Probably since ducks have been in the news recently, sort of, my friend Jack mused to me the other day how, in his long experience consuming the animals, the species of ducks that feed on plants are tastier than those that eat fish. Vegetarian ducks, likely vegans, are tastier than the carnivorous ducks. I thought that notion was quite interesting, and something that I had never considered. He later posited that, for the most part, we humans just eat animals that are non-meat-eating themselves. It’s true.

It’s been about 2.5 million years since our ancestors discovered the delectable qualities of animal flesh, and we have evolved into meat-eating creatures that enjoy eating creatures that eat plants. Think about the meats that you might find at the supermarket or on a restaurant menu: beef, chicken, pork, veal, lamb, duck, boar, buffalo, turkey, quail, goose, mutton, and rabbit.

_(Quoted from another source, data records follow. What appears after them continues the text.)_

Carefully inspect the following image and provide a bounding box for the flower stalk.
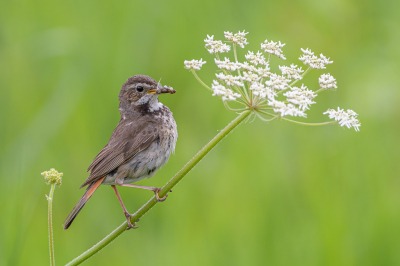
[65,110,251,266]
[47,184,56,266]
[41,168,63,266]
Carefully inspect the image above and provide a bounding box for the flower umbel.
[319,73,337,90]
[224,30,249,48]
[184,59,207,70]
[41,168,63,186]
[212,80,241,101]
[261,40,286,60]
[184,30,360,131]
[324,108,361,131]
[299,48,333,69]
[204,35,231,54]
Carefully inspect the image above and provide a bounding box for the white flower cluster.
[323,108,360,131]
[261,40,286,60]
[299,48,333,69]
[214,57,241,71]
[215,73,244,87]
[211,80,241,101]
[250,82,276,100]
[204,35,231,54]
[283,84,316,111]
[224,30,249,48]
[268,100,307,117]
[279,64,304,80]
[319,73,337,90]
[256,65,271,78]
[242,71,260,83]
[265,74,290,91]
[184,59,207,71]
[239,61,257,72]
[245,51,267,66]
[185,31,360,131]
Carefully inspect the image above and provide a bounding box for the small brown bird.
[63,75,177,229]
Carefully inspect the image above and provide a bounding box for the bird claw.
[154,188,168,202]
[125,215,140,230]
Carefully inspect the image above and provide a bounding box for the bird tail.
[63,177,105,230]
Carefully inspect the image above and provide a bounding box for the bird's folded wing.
[80,124,157,188]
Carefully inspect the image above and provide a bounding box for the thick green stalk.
[65,110,251,266]
[47,184,56,266]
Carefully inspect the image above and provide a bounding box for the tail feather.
[63,177,105,230]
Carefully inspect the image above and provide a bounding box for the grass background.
[1,0,399,265]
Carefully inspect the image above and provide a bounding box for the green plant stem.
[223,101,248,112]
[280,118,338,126]
[65,110,251,266]
[233,43,242,77]
[191,70,213,92]
[47,184,56,266]
[314,88,326,94]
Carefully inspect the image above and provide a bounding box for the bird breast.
[102,108,177,185]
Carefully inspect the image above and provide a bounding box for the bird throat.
[119,97,164,119]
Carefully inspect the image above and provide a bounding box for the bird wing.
[80,121,158,188]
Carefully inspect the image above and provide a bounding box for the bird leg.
[117,183,168,202]
[111,185,139,230]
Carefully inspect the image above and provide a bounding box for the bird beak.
[155,86,176,94]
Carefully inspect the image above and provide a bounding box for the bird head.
[118,75,175,117]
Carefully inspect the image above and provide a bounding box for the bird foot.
[125,214,140,230]
[154,188,168,202]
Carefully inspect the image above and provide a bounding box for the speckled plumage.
[64,75,177,229]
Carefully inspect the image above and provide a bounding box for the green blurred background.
[1,0,399,265]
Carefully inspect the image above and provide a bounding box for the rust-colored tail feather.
[63,177,105,230]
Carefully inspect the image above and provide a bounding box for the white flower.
[268,100,286,112]
[238,61,257,72]
[279,64,304,80]
[265,73,290,91]
[242,71,260,83]
[261,40,286,60]
[249,82,276,100]
[283,104,307,117]
[224,30,249,48]
[323,107,360,131]
[215,73,244,87]
[319,73,337,90]
[281,85,317,111]
[214,57,241,71]
[349,118,361,131]
[268,100,307,117]
[284,86,316,111]
[323,107,343,120]
[347,109,358,116]
[290,84,317,99]
[184,59,207,70]
[299,48,333,69]
[285,95,316,111]
[249,82,267,98]
[204,35,231,54]
[256,65,271,78]
[211,80,241,101]
[245,51,267,66]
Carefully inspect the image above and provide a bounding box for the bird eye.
[136,86,144,92]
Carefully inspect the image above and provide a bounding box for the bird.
[63,75,177,230]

These are all grass or grain fed. Pigs, and boars are omnivorous, but the ones that make it to the grocers’ aisles or the restaurant kitchens have a strictly vegetarian diet. The boars in Tuscany, feeding heavily on Sangiovese grapes, are especially tasty, by the way. Even those animals less likely to be found on menus though consumed somewhere are also herbivores: venison, elk, ostrich, antelope, dove, pheasant, alligator, guinea pig and lama.

Not all mammals eaten by people just eat plants. Bears are carnivores and omnivores, but are rarely eaten in this country anymore, much less found on restaurant menus. Seals and dogs and cats are also meat-eaters and are regularly consumed in some cultures, but for the vast majority of meat consumed across the globe, there is a clear preference for those animals that just consume plants.

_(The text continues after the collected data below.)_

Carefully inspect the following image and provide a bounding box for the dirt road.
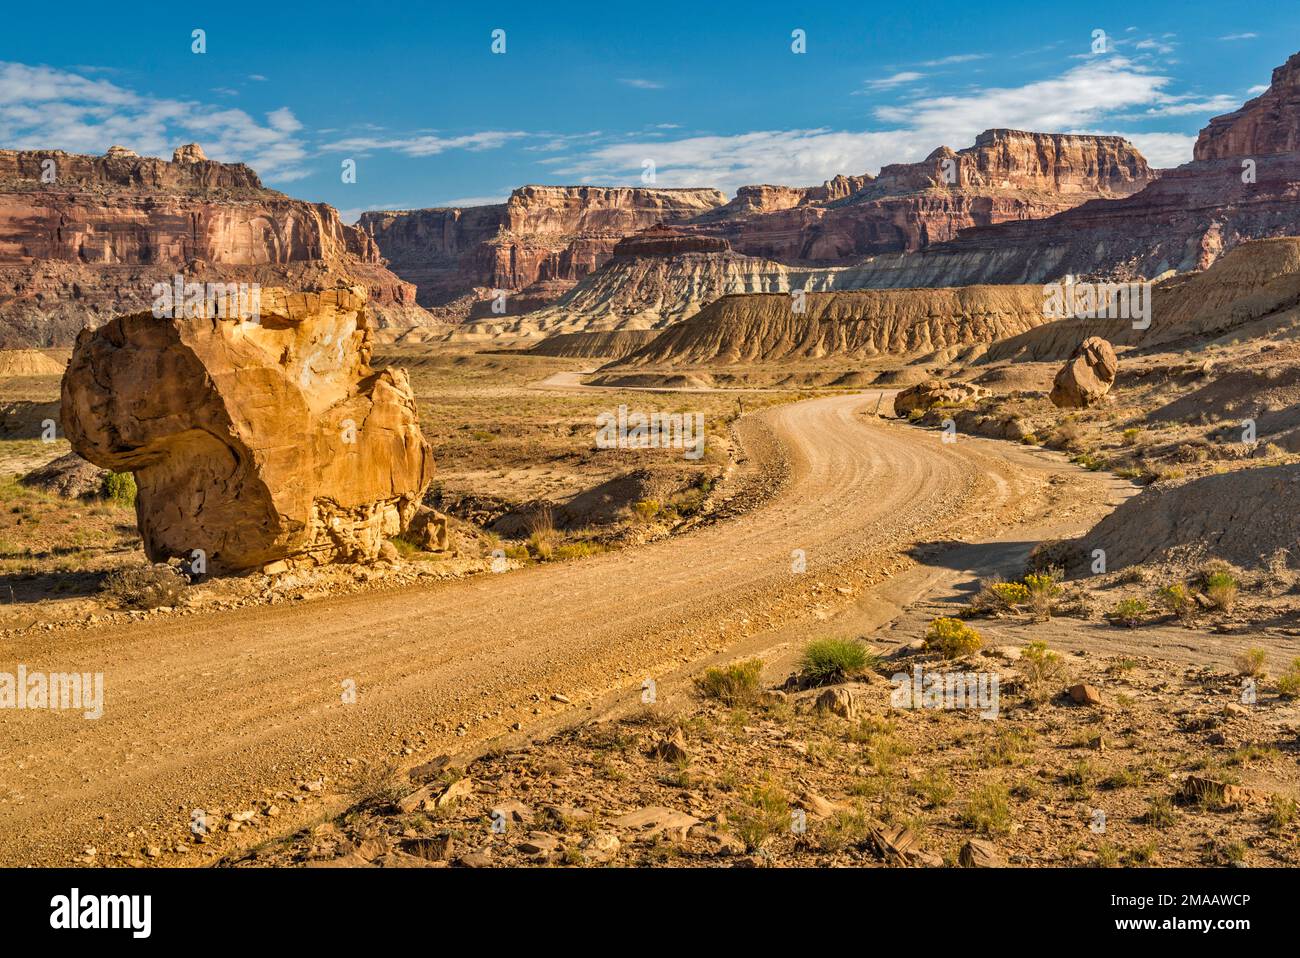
[0,392,1122,865]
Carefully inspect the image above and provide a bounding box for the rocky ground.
[236,628,1300,869]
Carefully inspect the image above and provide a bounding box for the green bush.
[102,471,137,506]
[799,638,873,685]
[1276,658,1300,699]
[1203,571,1238,611]
[1157,582,1196,625]
[1023,571,1063,619]
[1108,598,1149,628]
[991,581,1030,607]
[925,617,982,659]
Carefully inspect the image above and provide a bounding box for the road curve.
[1,392,1055,865]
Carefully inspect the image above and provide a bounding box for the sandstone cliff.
[363,131,1148,319]
[360,185,728,312]
[692,131,1154,263]
[0,145,432,347]
[832,50,1300,291]
[1195,52,1300,160]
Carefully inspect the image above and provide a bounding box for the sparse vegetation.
[1023,571,1062,620]
[694,659,764,706]
[1276,658,1300,699]
[1157,582,1197,625]
[102,470,137,506]
[961,782,1012,836]
[799,638,873,684]
[731,782,791,852]
[1107,597,1149,628]
[925,617,982,658]
[100,563,186,610]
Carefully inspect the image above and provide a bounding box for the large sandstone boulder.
[62,286,434,573]
[1050,336,1118,408]
[894,379,988,416]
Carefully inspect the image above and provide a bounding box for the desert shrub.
[1107,597,1149,628]
[694,659,763,706]
[991,581,1030,608]
[1203,570,1239,612]
[1157,582,1196,625]
[504,543,530,562]
[1121,427,1141,446]
[1233,647,1267,679]
[910,769,955,807]
[100,563,186,609]
[817,806,873,852]
[1024,571,1062,619]
[1142,796,1178,829]
[961,782,1012,836]
[800,638,873,684]
[1276,658,1300,699]
[1020,640,1067,701]
[631,499,661,523]
[551,541,603,561]
[102,471,137,506]
[732,783,790,852]
[925,617,982,659]
[1267,796,1298,832]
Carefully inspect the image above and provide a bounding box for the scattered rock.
[959,839,1003,868]
[1068,683,1103,707]
[610,806,700,840]
[814,685,866,721]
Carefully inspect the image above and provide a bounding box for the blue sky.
[1,1,1295,221]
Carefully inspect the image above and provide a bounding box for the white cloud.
[920,53,987,67]
[1092,131,1199,168]
[1219,33,1258,41]
[864,71,925,91]
[0,61,309,181]
[320,130,526,157]
[1247,84,1269,95]
[619,79,664,90]
[553,55,1212,191]
[876,57,1172,143]
[551,129,922,192]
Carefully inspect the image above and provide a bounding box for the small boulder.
[1068,683,1103,707]
[894,379,987,416]
[1050,337,1118,409]
[959,838,1002,868]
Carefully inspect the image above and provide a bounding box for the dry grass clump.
[100,563,187,609]
[799,638,874,685]
[694,659,764,706]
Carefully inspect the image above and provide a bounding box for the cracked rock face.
[61,286,434,573]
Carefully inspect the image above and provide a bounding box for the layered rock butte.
[363,130,1153,321]
[61,286,435,573]
[359,185,727,315]
[0,144,431,348]
[835,50,1300,289]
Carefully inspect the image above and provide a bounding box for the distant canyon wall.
[0,145,429,347]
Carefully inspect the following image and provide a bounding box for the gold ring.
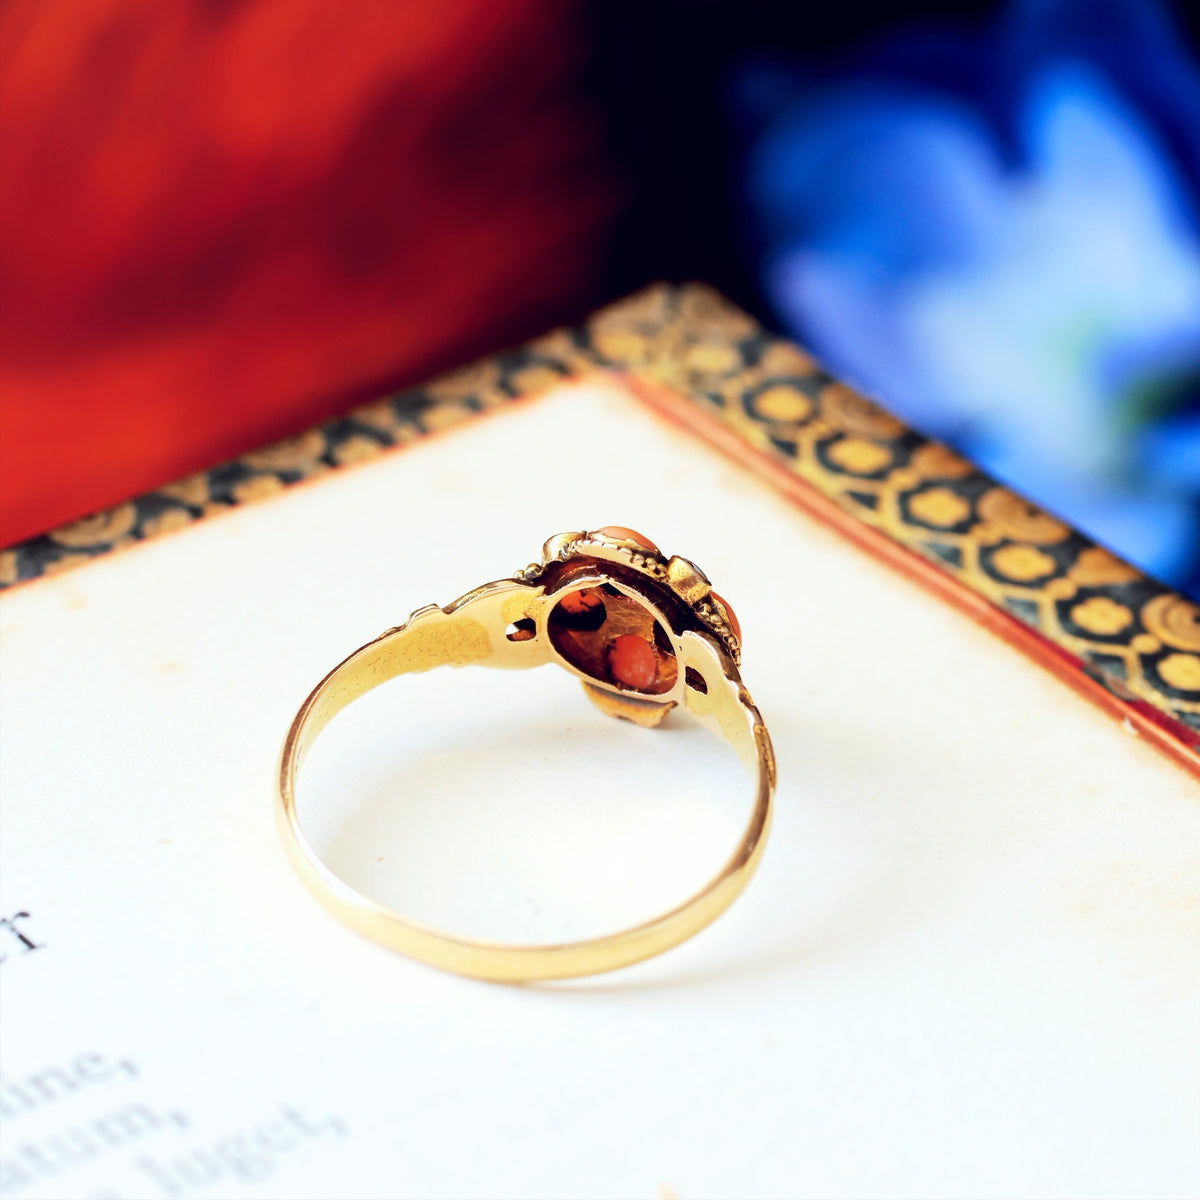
[276,527,775,982]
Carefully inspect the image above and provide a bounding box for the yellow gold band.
[276,530,775,982]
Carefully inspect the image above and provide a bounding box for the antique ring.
[276,526,775,982]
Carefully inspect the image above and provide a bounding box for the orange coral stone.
[607,634,657,690]
[594,525,659,552]
[559,587,604,616]
[710,590,742,641]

As for fish, this theme is not nearly absolute. Most of the fish we consume eat algae, plankton or some other type of plants, but there are many other species that eat other fish. Tuna, swordfish, king mackerel, grouper, tilefish and shark are the most prominent that are commercially fished. Excepting for the high mercury content, these are all very desirable, though shark maybe less so. But, fish have always been viewed differently than meat in most cultures. Strictures by the Roman Catholic Church against eating meat on certain days did not apply to fish, for example.

For whatever reason, as much as we humans enjoy meat, we like what we consume to eat quite a bit differently than we do.